Frank nos observava do banco longo de madeira. Phillip estava vestido como eu. Seu cabelo estava preso.
Do altar, pude enxergar Susan e Crowley nos bancos perto da saída. Ela chorava esboçando dor, mas o idiota do marido dela não conseguia nem me olhar nos olhos. O filho deles fora detido na noite anterior. Só Deus conhecia a dor que os dois carregavam no peito.
A missa teve fim depois de um tempo. Todas aquelas pessoas asquerosas perguntavam como eu conseguia seguir adiante, eu nada respondia. Apenas os cumprimentei por educação. Susan, com passos rápidos, me abordou logo que cheguei à porta da igreja.
- Filho, mais uma vez eu lhe peço perdão. Se eu tivesse pulso firme para castigar o Greg, nada teria acontecido dessa maneira.

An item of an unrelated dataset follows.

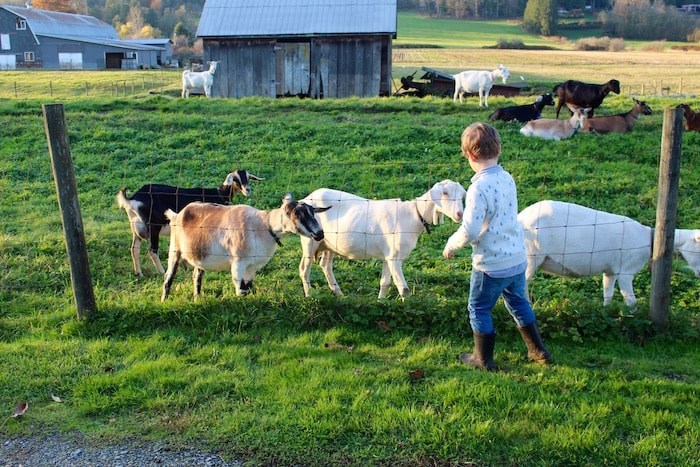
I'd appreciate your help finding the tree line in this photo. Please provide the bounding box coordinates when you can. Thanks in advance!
[398,0,700,42]
[6,0,700,48]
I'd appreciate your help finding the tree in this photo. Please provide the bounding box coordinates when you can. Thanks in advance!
[523,0,558,36]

- Vi pela televisão, eu sinto muito pela sua família. Mas tem certeza que ele era traficante? Não parece a postura do Gregory. - Mesmo sabendo a verdade, eu precisava confortar o coração de Susan.
- Ele foi acusado por isso, não haviam provas de que ele era ou não. O advogado abriu recurso, alegando que os meninos foram assaltados naquele beco. Não sei o que seria do meu filho se o Chess Hoodie não o salvasse daqueles marginais!

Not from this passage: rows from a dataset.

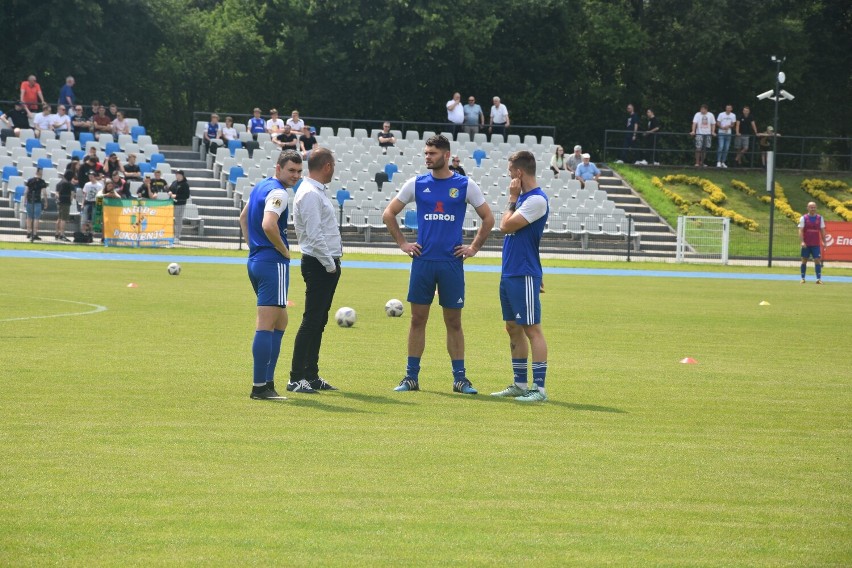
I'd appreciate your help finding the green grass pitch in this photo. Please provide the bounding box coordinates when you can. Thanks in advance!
[0,257,852,566]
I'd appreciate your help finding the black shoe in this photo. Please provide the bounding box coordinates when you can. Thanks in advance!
[249,387,287,400]
[287,379,319,394]
[308,377,337,390]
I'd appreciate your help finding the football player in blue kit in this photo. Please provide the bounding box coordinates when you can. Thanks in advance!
[382,135,494,394]
[240,151,302,400]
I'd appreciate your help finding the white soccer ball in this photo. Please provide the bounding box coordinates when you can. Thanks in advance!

- Parece que esse garoto encapuzado realmente se importa com a cidade. - Susan abriu uma brecha em suas lágrimas, sorriu e olhou para mim.
- Tenho uma coisa para mostrar a você. - A mulher mexeu em sua bolsa, futucando muitas coisas. Após virar e revirar inúmeros objetos, ela puxou uma foto.
VOCÊ ESTÁ LENDO
CAPUZ XADREZ (Saga Chess Hoodie)
General FictionViu sua irmã morrer queimada aos dez anos. Sobreviveu à queda de um penhasco sem maiores explicações. Não há idade certa para conhecer a dor, e a dele veio cedo demais. Seis anos depois, vivendo longe de casa, Elliot é mais uma vez confrontado por t...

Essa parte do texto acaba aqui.